I went into “Master” with high hopes. I had seen some good press on it, great reviews, and it just seemed liked it was going to be the horror movie of the year.

Boy, was I wrong.

“Master” (we’ll get back to that thinly veiled bit of foreshadowing in a minute) tells the story of an elite college in the New England area that is pushing to become more diverse. The story mainly focuses on the stories of three Black women, one a student, one the new headmaster, and one professor who is trying for tenure. There’s a dark history on the school grounds, a “witch” was hanged in the 17th century and, rumor has it, the spirit of the witch haunts the grounds. Her spirit is blamed for the death of a student in the mid 1960’s. The student was the first African American student admitted to the university. She was found hanged in her room, thus adding to the lore of the witch and the hauntings on the campus.

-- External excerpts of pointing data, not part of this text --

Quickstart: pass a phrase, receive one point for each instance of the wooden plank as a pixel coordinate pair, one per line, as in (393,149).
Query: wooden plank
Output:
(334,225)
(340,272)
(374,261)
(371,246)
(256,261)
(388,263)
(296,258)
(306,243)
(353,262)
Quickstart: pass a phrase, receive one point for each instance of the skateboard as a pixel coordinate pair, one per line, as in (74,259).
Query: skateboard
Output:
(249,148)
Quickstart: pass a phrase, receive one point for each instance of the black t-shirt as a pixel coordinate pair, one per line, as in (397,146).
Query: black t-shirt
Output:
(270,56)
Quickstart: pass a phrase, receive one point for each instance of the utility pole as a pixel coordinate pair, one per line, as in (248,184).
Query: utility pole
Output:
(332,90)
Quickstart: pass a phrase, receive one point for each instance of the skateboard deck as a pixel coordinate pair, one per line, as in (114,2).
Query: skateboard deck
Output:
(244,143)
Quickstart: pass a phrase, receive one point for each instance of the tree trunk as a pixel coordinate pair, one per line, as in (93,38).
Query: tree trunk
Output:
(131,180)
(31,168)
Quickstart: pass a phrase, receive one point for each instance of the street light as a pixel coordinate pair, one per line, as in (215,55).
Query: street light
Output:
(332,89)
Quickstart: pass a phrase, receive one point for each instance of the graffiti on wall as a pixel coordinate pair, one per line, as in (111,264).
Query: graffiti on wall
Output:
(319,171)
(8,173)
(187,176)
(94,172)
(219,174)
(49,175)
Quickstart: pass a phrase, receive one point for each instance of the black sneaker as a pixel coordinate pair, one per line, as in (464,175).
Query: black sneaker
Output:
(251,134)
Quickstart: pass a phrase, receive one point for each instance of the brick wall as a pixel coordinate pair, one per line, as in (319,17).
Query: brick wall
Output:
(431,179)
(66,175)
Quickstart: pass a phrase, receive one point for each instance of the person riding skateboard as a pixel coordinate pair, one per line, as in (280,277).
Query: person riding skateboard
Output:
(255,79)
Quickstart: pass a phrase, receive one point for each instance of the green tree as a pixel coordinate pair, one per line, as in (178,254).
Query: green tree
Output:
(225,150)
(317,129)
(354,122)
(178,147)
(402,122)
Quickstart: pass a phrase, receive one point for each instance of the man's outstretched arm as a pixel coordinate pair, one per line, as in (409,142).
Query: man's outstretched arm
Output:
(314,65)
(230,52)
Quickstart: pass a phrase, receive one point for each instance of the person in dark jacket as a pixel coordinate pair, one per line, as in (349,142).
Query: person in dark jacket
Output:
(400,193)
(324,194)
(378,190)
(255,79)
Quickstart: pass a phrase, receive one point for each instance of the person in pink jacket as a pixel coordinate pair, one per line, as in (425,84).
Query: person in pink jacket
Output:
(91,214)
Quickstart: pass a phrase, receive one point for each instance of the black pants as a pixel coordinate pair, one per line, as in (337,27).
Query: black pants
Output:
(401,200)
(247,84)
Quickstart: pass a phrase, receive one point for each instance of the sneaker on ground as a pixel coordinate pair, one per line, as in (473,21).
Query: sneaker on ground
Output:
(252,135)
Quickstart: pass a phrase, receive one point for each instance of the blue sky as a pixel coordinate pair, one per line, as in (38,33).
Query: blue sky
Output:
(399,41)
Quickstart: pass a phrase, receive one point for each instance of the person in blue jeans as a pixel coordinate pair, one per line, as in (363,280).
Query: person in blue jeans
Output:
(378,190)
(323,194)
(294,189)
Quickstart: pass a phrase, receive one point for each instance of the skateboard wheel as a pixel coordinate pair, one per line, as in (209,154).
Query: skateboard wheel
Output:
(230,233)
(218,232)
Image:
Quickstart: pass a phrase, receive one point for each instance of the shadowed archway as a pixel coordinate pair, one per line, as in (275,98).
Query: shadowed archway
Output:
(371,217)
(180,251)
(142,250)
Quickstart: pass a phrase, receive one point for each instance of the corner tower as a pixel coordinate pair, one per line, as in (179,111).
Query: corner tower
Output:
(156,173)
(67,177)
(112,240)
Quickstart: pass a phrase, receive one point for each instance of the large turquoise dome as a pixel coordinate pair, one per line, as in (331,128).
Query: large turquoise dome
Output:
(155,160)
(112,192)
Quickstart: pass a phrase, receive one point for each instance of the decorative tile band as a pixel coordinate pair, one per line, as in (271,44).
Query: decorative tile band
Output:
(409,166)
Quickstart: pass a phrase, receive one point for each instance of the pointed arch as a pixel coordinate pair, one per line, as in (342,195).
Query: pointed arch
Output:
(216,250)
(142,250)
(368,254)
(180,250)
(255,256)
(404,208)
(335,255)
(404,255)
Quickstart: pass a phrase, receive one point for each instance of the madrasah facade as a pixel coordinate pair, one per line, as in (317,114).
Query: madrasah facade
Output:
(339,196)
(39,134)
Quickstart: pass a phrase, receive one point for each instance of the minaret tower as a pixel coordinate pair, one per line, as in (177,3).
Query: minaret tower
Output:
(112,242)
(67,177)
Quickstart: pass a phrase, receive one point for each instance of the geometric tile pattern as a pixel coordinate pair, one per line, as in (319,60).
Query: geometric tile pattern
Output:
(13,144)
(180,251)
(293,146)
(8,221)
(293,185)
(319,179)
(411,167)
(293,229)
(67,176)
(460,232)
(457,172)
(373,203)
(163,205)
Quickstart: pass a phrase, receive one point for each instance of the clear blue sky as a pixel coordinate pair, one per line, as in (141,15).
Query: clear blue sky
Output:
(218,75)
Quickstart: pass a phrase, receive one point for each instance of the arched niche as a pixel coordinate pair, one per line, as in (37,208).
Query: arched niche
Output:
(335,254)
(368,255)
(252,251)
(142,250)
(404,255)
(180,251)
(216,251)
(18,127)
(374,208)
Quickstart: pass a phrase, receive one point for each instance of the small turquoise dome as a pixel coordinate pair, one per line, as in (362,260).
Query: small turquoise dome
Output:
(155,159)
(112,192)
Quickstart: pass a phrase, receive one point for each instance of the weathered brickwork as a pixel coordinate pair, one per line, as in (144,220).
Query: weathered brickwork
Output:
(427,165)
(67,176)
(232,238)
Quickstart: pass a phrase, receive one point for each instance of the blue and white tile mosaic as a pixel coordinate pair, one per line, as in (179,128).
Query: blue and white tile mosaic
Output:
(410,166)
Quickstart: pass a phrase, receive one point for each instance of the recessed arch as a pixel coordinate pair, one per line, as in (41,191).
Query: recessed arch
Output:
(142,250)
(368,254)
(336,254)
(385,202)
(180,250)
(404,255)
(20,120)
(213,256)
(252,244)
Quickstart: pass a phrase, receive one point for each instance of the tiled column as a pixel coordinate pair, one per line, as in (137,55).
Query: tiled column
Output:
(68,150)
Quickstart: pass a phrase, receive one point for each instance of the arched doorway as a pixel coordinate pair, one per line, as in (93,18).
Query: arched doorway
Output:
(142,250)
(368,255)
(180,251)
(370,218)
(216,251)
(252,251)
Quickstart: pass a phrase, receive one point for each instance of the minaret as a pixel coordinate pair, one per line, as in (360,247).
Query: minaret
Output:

Our modern day student Jasmine, played by Zoe Renee, arrives as a freshman to learn that she has the “haunted suicide” room. Obviously, she believes it to be a freshman prank, until strange things start occurring to her. Nightmares, strange trances, flickering lights, etc… (basic horror 101 stuff). These progress throughout the film, causing her to feel isolated, even outcast from her fellow (white) students. These happenings, isolation, and the seemingly racist feelings of her classmates cause a mental breakdown in Jasmine as the story goes on. There is more to the story, but I don’t want to spoil everything for you.

The new headmaster (or headmistress? it should be, but everyone calls her Master), Gail Bishop, played by Regina Hall, moves into her new home on the campus grounds. Its an old house, with servant’s quarters in the attic. There’s bells in the quarters (if you’re familiar with “Downton Abbey” or “Upstairs, Downstairs” you know the kind of bells) that ring by themselves. Once the bells ring, something spooky this way comes. Boxes fall, things are moved, noises heard, and visions of ghosts all come to occurring Master Bishop’s new house.

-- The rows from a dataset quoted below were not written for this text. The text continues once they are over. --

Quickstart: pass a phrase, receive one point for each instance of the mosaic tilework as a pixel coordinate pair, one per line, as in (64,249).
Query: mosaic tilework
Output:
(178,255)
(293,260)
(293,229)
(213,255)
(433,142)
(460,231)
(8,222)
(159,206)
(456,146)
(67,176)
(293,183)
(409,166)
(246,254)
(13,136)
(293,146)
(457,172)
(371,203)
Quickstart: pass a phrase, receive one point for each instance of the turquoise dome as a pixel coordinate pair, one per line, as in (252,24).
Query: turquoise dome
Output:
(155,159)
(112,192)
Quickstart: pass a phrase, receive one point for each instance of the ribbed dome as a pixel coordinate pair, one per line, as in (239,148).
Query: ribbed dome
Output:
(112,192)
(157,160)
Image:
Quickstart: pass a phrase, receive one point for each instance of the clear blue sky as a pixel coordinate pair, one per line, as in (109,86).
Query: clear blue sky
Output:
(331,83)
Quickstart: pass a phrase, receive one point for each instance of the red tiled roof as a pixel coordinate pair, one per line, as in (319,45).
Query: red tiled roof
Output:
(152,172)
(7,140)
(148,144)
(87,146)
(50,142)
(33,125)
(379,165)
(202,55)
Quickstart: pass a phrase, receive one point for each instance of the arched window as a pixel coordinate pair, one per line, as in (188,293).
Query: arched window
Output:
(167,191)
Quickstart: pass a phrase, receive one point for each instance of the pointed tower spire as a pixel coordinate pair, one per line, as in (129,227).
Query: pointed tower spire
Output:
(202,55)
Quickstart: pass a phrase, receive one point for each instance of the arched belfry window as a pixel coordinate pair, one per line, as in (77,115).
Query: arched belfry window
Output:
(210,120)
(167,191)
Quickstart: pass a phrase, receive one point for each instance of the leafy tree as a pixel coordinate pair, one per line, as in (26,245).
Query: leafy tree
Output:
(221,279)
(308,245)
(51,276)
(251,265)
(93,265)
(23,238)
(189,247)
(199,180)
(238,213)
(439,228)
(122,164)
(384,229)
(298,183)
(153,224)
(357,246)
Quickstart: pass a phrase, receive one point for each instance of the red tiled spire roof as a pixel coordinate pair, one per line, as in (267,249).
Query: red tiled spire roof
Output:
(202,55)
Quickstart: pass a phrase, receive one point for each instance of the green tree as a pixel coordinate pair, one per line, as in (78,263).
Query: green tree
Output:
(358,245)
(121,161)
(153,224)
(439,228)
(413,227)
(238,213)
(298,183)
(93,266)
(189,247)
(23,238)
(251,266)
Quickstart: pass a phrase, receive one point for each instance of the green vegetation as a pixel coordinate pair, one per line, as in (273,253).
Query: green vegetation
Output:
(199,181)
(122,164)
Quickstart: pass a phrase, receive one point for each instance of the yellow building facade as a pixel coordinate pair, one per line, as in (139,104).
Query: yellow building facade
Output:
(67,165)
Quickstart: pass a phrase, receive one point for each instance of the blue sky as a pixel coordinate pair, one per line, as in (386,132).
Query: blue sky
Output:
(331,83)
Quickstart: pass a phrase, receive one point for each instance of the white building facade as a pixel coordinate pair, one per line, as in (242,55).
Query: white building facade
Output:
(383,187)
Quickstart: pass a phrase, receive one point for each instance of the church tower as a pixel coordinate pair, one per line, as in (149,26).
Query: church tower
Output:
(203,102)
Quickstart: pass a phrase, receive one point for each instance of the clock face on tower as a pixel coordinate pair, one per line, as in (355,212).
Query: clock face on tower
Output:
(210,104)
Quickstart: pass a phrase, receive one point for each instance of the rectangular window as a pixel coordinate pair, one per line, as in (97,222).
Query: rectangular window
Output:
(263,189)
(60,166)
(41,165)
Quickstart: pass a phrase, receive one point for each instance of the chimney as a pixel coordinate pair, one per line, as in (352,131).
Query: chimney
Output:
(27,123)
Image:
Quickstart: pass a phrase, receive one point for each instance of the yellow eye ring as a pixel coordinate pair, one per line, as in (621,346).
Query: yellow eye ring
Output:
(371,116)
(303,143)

Lastly, we have the professor of English literature (or possibly cultural studies, they never really say) Liv Beckman, played by Amber Gray. She’s a champion for the university’s new diversity platform. Heading the movement as a strong Black woman who is well cultured, traveled, and has a few academic articles to her name. This has all gotten her noticed by the tenure committee at the school, and she’s trying hard to be accepted by them. Having the new headmaster as a good friend doesn’t hurt either.

My main complaint with “Master” is that it can’t decide if it wants to be a horror movie or a film on racial injustices that have yet to change in The United States in the past 400 years. The university itself is extremely White, having only eight African American students, There’s a way to look at it as being in the horror genre based on that alone.

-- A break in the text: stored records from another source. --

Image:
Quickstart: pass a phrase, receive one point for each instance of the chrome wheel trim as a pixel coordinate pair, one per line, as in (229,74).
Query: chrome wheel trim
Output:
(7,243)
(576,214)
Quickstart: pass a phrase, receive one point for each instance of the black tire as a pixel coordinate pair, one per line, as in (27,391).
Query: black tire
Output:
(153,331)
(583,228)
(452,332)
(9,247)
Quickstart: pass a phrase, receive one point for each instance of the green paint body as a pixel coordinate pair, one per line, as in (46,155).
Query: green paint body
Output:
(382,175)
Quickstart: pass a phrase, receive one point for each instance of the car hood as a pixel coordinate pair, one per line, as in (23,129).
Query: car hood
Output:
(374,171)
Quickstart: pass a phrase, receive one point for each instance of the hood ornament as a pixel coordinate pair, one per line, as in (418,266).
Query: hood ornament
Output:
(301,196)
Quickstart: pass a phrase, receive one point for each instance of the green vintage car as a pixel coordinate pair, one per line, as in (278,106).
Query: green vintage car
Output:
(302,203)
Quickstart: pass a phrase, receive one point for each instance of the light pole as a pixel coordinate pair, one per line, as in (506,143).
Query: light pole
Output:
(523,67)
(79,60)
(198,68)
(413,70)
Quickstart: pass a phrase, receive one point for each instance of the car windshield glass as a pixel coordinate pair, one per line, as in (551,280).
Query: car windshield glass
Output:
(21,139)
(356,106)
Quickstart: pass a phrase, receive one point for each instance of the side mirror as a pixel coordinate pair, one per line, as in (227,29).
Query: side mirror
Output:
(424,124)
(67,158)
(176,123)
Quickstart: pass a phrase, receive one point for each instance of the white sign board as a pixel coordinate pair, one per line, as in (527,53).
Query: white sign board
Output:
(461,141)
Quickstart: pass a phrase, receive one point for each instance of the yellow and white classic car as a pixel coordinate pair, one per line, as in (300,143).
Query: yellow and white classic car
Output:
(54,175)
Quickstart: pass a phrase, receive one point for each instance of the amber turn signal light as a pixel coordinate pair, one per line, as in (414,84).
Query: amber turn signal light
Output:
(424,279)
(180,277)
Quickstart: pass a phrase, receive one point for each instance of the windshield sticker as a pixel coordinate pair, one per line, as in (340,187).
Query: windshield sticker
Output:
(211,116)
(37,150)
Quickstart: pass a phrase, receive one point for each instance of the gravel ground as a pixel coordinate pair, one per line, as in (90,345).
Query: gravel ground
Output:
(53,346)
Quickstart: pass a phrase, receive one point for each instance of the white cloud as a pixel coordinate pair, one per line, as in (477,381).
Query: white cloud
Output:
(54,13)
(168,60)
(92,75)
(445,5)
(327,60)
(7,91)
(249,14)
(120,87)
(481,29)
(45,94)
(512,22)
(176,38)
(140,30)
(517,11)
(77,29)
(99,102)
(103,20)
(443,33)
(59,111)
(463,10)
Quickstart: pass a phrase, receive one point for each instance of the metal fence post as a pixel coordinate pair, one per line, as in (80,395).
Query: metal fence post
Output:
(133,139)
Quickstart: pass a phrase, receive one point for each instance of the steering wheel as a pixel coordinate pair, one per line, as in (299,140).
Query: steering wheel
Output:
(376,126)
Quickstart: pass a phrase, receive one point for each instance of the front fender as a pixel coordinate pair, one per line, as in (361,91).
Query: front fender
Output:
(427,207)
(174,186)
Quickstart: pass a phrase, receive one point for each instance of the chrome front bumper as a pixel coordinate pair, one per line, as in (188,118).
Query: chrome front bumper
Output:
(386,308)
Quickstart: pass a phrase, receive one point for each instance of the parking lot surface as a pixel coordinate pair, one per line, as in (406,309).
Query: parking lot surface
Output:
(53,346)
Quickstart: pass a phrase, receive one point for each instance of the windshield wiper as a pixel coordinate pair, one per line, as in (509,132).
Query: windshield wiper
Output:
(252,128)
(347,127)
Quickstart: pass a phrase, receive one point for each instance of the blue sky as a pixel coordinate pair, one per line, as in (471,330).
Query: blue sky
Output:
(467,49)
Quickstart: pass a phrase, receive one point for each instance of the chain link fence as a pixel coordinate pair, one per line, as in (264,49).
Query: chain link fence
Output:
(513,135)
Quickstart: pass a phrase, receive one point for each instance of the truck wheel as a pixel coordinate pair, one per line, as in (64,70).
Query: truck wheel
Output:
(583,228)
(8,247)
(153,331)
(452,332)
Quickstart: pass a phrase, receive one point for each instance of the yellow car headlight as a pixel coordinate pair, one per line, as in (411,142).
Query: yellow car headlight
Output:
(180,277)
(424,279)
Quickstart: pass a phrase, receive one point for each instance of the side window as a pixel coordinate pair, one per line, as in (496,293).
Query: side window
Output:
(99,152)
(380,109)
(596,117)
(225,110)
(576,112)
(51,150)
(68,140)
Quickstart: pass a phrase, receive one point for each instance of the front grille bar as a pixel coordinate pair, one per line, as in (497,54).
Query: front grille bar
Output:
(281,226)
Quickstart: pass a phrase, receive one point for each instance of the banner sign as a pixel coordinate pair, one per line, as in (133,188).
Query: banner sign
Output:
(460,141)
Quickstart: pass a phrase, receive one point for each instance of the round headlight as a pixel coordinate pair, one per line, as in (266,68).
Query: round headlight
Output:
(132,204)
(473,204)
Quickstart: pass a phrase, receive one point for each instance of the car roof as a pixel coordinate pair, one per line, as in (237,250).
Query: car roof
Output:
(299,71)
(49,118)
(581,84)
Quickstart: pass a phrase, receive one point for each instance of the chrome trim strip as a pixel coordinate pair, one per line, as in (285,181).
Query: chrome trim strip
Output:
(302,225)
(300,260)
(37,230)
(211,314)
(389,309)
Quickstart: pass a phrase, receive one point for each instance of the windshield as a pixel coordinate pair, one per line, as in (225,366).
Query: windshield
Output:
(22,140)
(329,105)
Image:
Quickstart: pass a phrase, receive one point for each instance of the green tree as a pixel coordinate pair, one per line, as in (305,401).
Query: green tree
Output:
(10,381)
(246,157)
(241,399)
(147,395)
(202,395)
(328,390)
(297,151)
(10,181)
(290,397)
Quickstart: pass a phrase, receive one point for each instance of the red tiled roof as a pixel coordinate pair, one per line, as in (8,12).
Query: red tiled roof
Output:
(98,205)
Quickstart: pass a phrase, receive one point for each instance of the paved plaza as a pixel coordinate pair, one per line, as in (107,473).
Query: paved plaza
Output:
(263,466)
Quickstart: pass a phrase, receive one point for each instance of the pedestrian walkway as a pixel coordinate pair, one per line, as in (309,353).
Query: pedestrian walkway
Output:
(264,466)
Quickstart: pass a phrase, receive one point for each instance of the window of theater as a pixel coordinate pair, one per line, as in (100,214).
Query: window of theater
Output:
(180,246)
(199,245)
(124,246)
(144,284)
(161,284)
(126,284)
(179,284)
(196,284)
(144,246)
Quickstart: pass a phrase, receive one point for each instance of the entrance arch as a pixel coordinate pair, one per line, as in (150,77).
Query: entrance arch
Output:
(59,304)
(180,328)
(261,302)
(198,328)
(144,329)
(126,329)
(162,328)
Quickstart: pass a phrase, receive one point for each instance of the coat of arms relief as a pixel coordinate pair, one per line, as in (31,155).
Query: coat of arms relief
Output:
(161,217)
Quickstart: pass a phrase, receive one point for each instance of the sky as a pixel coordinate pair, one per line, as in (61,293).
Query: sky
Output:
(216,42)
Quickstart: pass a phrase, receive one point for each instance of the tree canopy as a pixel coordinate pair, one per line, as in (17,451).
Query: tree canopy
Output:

Another way to look at the film is in the classic horror sense. It features witches, ghosts, various other horror troupes, yet it doesn’t have the one thing needed in a good horror film. Any scary moments. At all. Like none. There were numerous scenes that could have been scary, but the director just doesn’t take it to that “jump out of your seat” or “this is going to stick in my brain for the rest of my life” levels that it needs.

I’m sure critically the film will do well, but, in my opinion, “Master” is anything but masterful in the way it tells it’s tale. Good effort, but I’d pass on watching this one.